The ACE2-dependent entry of SARS-CoV-2 into the host cell can be blocked by camostat mesylate, the inhibitor of serine protease TMPRSS2 used by SARS-CoV-2 for S protein priming. Camostat mesylate is a promising candidate for further trials [37].
Among the antivirals for treating flu, oseltamivir does not have any effect on SARS-CoV-2 although preliminary studies have demonstrated some positive effects of favipiravir. tab. 2 features a few drugs which are now in clinical trials or being considered as candidates for clinical trials in patients with COVID-19.

Conclusion

The data collected so far suggest a high prevalence of comorbidities in middle-aged and old patients with COVID-19. The most common cardiovascular conditions are AH (about 15%), diabetes mellitus (7.4–20%) and CAD (about 2.5%). Patients with COVID-19 and a pre-existing cardiovascular pathology are at high risk of developing ARDS, shock and death. Acute cardiac failure and ARDS are regarded as predictors of poor outcomes in patients with COVID-19.
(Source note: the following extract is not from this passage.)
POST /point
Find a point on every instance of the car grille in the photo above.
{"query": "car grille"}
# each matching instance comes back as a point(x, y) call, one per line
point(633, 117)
It is crucial to study different aspects of screening, diagnostics, clinical manifestations, prevention and management of patients with COVID-19. As the infection spreads and more data are accumulated, risk factors for cardiovascular complications should be thoroughly investigated.
Perhaps, creating a registry of patients with COVID-19 and systemic reporting of clinical symptoms and cardiovascular and other complications will help to elucidate the characteristics of the infected patients, develop approaches to the treatment and prevention and design a risk model for predicting complications.